Kwality Wall's is an Indian multinational ice cream company. It is majority owned by The Magnum Ice Cream Company, which acquired it from Indian consumer goods company Hindustan Unilever in 2025. It is a major producer and distributor of frozen dessert products in India, Bangladesh, Bhutan, Brunei, Myanmar, Nepal, Sri Lanka, Thailand, Singapore and Malaysia. In Pakistan and Bangladesh, it is known simply as "Wall's".

==History==
Kwality, the original Indian company, was founded in 1956, and was the first in the region to import machinery for the mass production and sale of ice cream on a commercial scale. In 1995, in view of the growth potential of the frozen confections market, Kwality entered into an agreement with Hindustan Unilever, and has since been known by its current umbrella name. Its name was created out of two previously separate independent companies that Unilever took over: Kwality of India and Wall's of United Kingdom that constituted larger ice cream business for Unilever. At the same time, other brands acquired by Hindustan Unilever, such as Gaylord-Milkfood, were phased out in favour of promoting the Kwality Wall's brand. This arrangement allows for local production and sale of Wall's products that are popular in its home market, such as the Cornetto cone, and to create local variations on others, such as the Feast Jaljeera Blast. Kwality Wall's was ranked 464th among India's most trusted brands according to the Brand Trust Report 2012, a study conducted by Trust Research Advisory. In the Brand Trust Report 2013, Kwality Wall's was ranked 632nd among India's most trusted brands and subsequently, according to the Brand Trust Report 2014, Kwality Wall's was ranked 382nd among India's most trusted brands.

In August 2013, Kwality Wall's extended to Bangladesh, Bhutan, Brunei and Nepal.

As part of larger restructuring Unilever divested all of its ice cream business worldwide and created The Magnum Ice Cream Company. As part of regional process, Hindustan Unilever also divested its ice cream business to create Kwality Walls India Limited.

In 2026 Kwality Wall's announced they are changing all their Frozen desserts products to real Ice cream.

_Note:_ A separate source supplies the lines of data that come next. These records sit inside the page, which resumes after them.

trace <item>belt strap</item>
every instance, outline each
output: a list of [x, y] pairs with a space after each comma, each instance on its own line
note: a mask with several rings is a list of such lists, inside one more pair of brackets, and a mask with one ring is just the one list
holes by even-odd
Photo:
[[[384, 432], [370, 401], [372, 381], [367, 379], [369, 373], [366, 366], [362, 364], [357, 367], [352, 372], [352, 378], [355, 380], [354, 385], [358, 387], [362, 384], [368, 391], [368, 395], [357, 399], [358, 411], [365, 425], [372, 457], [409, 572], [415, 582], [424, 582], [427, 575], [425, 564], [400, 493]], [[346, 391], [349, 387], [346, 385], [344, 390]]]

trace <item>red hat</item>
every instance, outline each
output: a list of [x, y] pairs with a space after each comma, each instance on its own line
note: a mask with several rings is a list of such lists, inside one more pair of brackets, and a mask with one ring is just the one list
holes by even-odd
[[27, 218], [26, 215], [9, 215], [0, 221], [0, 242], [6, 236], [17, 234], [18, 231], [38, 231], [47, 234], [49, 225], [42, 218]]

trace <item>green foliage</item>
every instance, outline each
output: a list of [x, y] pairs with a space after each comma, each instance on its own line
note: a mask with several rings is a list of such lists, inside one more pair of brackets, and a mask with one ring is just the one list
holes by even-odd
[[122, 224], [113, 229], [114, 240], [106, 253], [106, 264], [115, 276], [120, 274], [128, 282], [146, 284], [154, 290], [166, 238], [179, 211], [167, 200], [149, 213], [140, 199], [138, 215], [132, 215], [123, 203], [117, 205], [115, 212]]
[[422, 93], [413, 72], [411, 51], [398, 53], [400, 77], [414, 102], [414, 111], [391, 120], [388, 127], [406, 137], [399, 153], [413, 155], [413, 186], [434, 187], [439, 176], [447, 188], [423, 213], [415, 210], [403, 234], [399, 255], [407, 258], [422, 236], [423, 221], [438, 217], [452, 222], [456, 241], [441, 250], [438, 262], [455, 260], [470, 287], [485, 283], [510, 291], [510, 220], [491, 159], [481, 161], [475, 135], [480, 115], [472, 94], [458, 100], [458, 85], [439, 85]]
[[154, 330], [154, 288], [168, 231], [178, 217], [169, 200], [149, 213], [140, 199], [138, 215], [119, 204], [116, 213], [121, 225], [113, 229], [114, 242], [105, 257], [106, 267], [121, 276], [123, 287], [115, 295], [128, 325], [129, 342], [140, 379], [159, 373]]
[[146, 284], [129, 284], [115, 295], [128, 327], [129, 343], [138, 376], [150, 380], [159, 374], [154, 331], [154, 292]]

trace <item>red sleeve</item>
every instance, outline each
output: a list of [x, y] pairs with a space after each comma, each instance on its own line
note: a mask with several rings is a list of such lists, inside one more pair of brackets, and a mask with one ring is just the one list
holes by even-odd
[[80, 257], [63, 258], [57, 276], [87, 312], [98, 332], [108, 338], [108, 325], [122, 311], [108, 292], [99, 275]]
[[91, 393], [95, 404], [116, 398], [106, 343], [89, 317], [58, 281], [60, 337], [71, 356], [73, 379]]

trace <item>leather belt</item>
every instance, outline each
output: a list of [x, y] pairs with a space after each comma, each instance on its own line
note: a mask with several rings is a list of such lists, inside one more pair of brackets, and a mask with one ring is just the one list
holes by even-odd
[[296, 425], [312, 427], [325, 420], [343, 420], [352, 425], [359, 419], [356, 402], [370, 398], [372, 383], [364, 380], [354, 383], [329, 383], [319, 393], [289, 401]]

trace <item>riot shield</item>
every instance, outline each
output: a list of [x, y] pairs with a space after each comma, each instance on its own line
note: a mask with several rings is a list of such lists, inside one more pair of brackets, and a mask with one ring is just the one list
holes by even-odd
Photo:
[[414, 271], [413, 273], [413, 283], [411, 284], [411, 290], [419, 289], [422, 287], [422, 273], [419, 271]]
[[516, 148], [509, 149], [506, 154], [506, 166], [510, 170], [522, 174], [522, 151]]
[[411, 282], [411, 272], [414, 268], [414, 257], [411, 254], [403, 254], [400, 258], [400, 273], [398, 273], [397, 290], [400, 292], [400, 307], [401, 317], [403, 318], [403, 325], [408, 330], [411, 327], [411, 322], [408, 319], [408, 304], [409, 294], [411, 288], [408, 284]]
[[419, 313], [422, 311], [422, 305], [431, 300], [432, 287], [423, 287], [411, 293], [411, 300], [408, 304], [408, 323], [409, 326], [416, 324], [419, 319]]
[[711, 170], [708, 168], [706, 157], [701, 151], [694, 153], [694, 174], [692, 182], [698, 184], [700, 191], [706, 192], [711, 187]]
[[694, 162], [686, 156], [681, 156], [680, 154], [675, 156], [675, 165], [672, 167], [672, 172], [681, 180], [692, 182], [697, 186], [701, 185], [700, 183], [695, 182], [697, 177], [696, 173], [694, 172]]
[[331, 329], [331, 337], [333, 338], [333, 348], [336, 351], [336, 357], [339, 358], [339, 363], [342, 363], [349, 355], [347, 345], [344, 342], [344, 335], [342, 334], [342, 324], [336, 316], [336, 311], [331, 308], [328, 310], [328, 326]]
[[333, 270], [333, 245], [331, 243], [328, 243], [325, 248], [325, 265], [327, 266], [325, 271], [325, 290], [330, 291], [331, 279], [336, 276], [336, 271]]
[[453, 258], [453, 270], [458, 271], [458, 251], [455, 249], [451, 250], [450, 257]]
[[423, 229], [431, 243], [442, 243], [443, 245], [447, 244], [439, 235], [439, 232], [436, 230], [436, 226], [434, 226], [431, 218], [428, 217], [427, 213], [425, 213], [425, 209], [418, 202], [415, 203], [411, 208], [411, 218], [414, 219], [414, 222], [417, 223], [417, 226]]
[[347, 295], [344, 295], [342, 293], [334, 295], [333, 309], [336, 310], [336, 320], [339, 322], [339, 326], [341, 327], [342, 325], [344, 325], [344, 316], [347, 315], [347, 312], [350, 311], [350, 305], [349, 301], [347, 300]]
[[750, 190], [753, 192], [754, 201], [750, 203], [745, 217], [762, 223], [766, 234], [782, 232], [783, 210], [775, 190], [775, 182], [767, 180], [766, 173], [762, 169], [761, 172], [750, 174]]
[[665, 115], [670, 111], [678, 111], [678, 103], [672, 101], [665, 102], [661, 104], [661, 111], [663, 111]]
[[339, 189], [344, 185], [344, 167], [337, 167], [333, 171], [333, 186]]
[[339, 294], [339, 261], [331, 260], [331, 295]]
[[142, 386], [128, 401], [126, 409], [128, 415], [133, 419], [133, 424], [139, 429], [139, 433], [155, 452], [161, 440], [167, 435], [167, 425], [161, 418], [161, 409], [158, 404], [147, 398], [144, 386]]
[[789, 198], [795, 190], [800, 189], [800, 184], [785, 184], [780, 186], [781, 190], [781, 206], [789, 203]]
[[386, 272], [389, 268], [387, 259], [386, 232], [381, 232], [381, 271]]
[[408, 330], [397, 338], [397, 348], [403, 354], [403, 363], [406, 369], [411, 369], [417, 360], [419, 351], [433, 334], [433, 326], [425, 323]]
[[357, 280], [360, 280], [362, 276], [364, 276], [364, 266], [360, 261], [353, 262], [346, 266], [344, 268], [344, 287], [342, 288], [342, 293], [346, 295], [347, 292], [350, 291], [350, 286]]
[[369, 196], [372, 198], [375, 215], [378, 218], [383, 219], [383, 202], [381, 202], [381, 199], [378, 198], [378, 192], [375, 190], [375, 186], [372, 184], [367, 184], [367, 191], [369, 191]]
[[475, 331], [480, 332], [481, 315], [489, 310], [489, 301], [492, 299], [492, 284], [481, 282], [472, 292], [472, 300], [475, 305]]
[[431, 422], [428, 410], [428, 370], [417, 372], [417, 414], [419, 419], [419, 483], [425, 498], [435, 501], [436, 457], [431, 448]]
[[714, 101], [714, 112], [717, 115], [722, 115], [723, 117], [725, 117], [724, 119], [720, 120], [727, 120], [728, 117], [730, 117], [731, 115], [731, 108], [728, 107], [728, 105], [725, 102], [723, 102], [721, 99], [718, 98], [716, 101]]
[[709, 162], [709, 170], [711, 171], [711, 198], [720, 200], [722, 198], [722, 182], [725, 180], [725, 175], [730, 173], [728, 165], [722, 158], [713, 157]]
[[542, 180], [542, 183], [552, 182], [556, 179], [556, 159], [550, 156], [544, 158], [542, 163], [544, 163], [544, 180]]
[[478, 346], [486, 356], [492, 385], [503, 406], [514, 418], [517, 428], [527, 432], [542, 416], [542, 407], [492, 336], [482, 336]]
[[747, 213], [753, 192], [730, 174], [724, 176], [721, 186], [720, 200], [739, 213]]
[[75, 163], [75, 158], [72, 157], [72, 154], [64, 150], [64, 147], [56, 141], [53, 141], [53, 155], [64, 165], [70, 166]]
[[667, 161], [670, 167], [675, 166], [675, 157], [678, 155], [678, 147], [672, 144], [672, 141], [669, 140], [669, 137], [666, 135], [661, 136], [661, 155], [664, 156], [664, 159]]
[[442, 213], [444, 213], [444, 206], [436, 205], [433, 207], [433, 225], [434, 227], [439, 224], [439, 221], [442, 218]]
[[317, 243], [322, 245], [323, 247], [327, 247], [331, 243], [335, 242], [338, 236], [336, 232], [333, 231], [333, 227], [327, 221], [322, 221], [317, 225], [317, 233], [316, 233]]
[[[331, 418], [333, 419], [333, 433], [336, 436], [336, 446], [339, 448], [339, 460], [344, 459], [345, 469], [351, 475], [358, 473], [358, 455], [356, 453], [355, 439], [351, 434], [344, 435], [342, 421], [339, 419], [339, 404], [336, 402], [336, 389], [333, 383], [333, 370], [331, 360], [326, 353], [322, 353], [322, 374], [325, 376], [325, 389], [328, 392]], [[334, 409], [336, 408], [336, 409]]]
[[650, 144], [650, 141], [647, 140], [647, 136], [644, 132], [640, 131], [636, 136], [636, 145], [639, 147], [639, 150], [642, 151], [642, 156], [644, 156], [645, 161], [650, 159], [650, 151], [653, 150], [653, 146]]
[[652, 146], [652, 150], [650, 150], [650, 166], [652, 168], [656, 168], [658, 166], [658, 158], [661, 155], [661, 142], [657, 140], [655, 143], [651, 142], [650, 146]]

Under this new structure, Kwality Wall's portfolio is splitting into two clear, distinct categories: Real Milk Ice Cream for creamy products, and entirely separate categories for Ice Lollies and Sorbets.

All milk based Kwality Walls Frozen desserts are being converted to real ice cream by 2027.

==Logo==
Logo used for Kwality Wall's was a slight variation from that used by the other Heartbrand products, in that there are two distinct hearts in the Kwality Wall’s logo (with the inner heart being closed but the outer heart having a gap), rather than a single stroke forming both hearts. Heartbrand logo is used on the Kwality Wall's India website, but the logo variant is used on products.